Copper fell 1.2% to US$8872/t, having risen over 10% to more than US$9000/t last month.

Gold fell 0.6% to US$1867.81/oz, while nickel, fetching upwards of US$30,000/t at the end of January, dropped 4.7% to US$27,258/t.

Nickel prices remain volatile with low liquidity on the main trading exchange, the LME after concerns about a short squeeze last year.

On the other hand front month Newcastle coal prices enjoyed an almost 7% lift above US$250/t.
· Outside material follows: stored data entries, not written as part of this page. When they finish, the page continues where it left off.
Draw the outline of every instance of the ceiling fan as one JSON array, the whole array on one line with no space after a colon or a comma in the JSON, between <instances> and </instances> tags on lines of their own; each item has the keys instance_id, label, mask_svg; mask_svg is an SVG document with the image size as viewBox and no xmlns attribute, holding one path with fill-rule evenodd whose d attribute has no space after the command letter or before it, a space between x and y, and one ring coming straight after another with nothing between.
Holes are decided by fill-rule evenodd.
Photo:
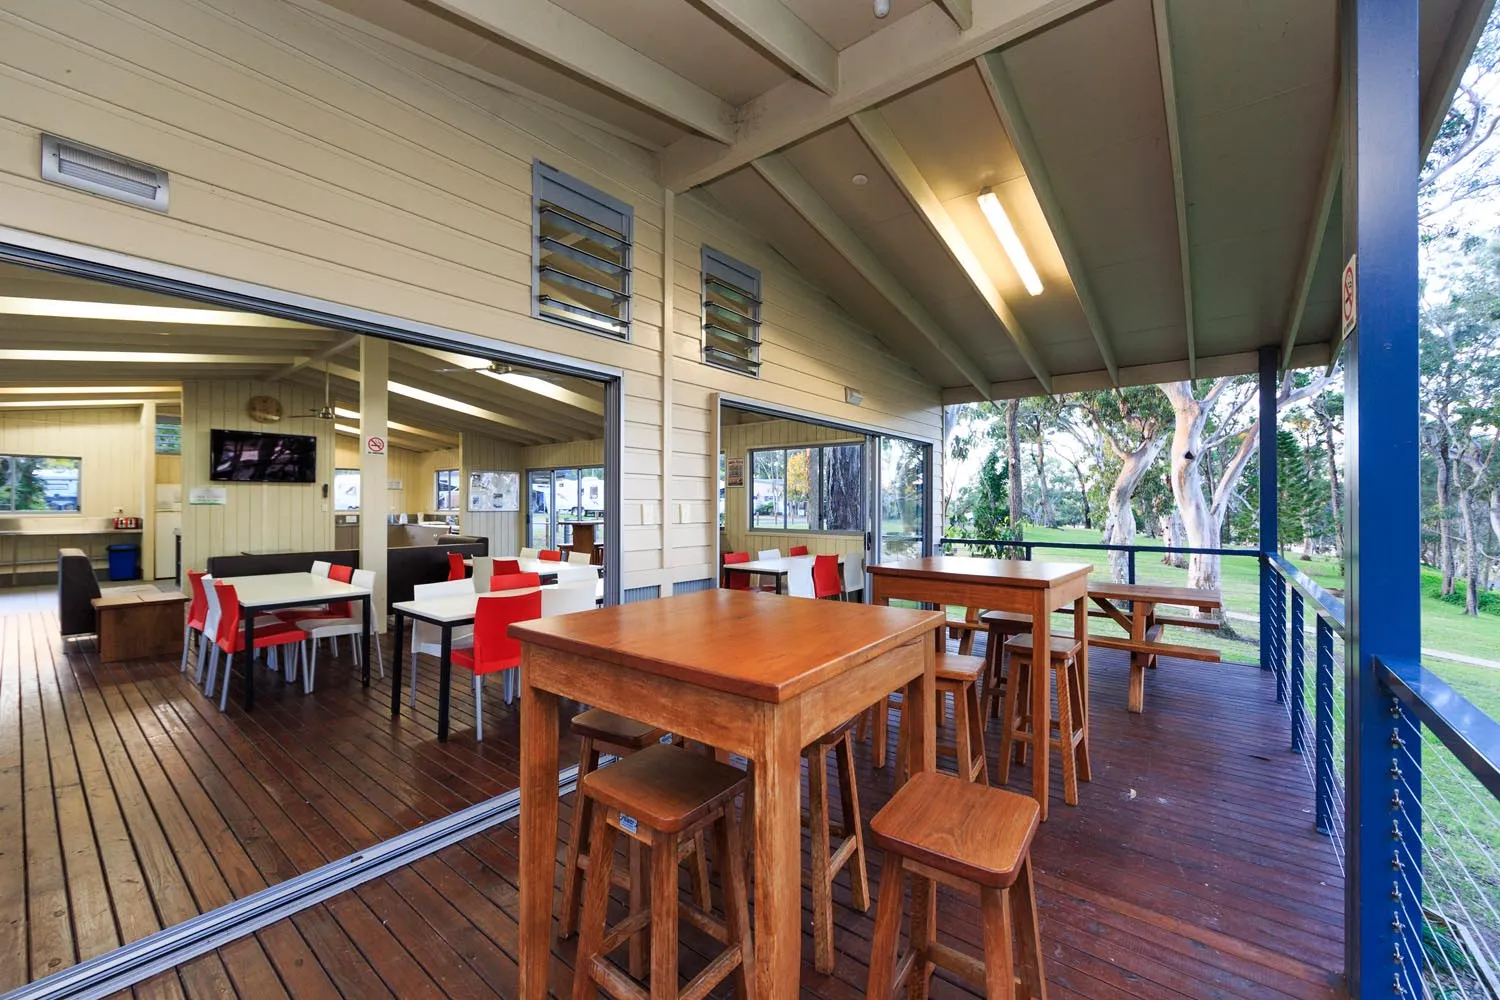
<instances>
[{"instance_id":1,"label":"ceiling fan","mask_svg":"<svg viewBox=\"0 0 1500 1000\"><path fill-rule=\"evenodd\" d=\"M315 417L318 420L334 420L338 416L333 410L333 395L330 391L327 362L323 364L323 405L311 407L301 415Z\"/></svg>"},{"instance_id":2,"label":"ceiling fan","mask_svg":"<svg viewBox=\"0 0 1500 1000\"><path fill-rule=\"evenodd\" d=\"M433 374L436 375L468 372L472 375L525 375L528 378L541 379L543 382L553 383L557 383L562 380L561 376L554 375L552 372L540 371L537 369L522 370L517 368L515 365L507 365L500 361L491 361L489 364L482 365L478 368L449 367L434 368L432 371Z\"/></svg>"}]
</instances>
That saw coal stocks like Whitehaven (ASX:WHC), New Hope (ASX:NHC), Stanmore (ASX:SMR) and Yancoal (ASX:YAL) lead the large and mid cap market.

Elsewhere materials had an ordinary day, falling 0.23% and joining the afternoon plunge after the RBA lifted interest rates for a ninth straight time by 25bps.

Newcrest Mining (ASX:NCM) meanwhile rose 1.71%, its second day of gains since it was revealed American gold giant Newmont had made an indicative offer to trade shares to buyout the Australian gold major in a $24.5b deal.

 

Monstars share prices today:

 

 

 

Essential puts numbers around Pioneer lithium ahead of buyout

Essential Metals (ASX:ESS) has delivered a scoping study on its Pioneer Dome lithium project, warming up IGO (ASX:IGO) and its JV partner Tianqi ahead of their $136 million cash takeover of the lithium junior.

The deal will add a second lithium front for the part owners of the Greenbushes lithium mine as well as a lithium hydroxide plant in Kwinana which will ramp up to between 60-70% of its 24,000tpa capacity by the end of the year.

In scoping level work by lithium engineering experts Primero Group, Essential has put a $293m price on developing the Pioneer Dome mine, with a $36m contingency, producing 193,745t of 5.7% Li2O spodumene concentrate a year at average life of mine cash costs of $1030/t.

The mine would boast an NPV of between $275-458m, with a base case of $367m, base case internal rate of return of 40% and payback period of 1.7 years against a 7.3 year mine life extracting 8.8Mt of ore at 1.11% Li2O.

ESS assumes construction and investment commencing in July 2024 with first production in January 2026.

“The robust Scoping Study results support more detailed studies being undertaken to determine the optimal development pathway to developing a lithium mining operation in Western Australia whilst taking advantage of expected strong demand for lithium concentrate, which should generate healthy margins,” ESS managing director Tim Spencer said.

The junior said the “positive results” of the scoping study supported the start of more detailed studies on the project near Norseman in WA, which contains a resource estimate of 11.2Mt at 1.16% Li2O for 129,000t Li.

But the company noted the imminent 50c cash per share scheme by IGO and Tianqi’s 49-51 JV Tianqi Lithium Energy Australia.

The deal is expected to close in May.